- A smooth horizontal table has a vertical post fixed to it which has the form of a circular cylinder of radius $\displaystyle a$.
- A light inextensible string is wound around the base of the post ( so that it does not slip ) and its free end of the string is attached to a particle that can slide on the table.
- Initially the unwound part of the string is taut and of length $\displaystyle 4a/3$.
- The particle is then projected horizontally at right angles to the string so that the string winds itself on to the post.
- How long does it take for the particle to hit the post ?.

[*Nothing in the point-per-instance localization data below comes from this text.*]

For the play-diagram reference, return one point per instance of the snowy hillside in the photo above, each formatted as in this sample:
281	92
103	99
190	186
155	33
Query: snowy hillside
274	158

You may make use of the formula
$$ \int\sqrt{\, 1 + \phi^{2}\,}\,\mathrm{d}\phi = \frac{1}{2}\,\phi\,\sqrt{\, 1 + \phi^{2}} + \frac{1}{2}\sinh^{-1}\left(\phi\right)\tag A$$
Below is solution recommended by professor, however I would like to make use of the formula $(A)$ suggested above?.
$\dfrac{mv^2}{2} = E$
Let $\theta$ be the angle between the direction of the free string at time $t$ and its initial direction, as shown in Figure. Since the length of the free string at time $t$ is $b-a\theta$, it follows that $v=(b-a\theta)\dot\theta$. On using the initial condition $v=u$ when $t=0$, the energy conservation equation becomes:
$(b-a\theta)\dot\theta=u$
Solving differential equation
$$\int_0^{\frac{b}{a}}(b-a\theta)d\theta = u \int_0^{\tau}dt$$
\begin{align}\tau &= \frac{1}{u} \int_0^{\frac{b}{a}}(b-a\theta)d\theta\\&= \frac{1}{u}[b\theta - \frac{1}{2} a \theta^2]_0^{b/a} \\&= \frac{b^2}{2au}\end{align}
What sort of solution to be done to make use of the formula (A)?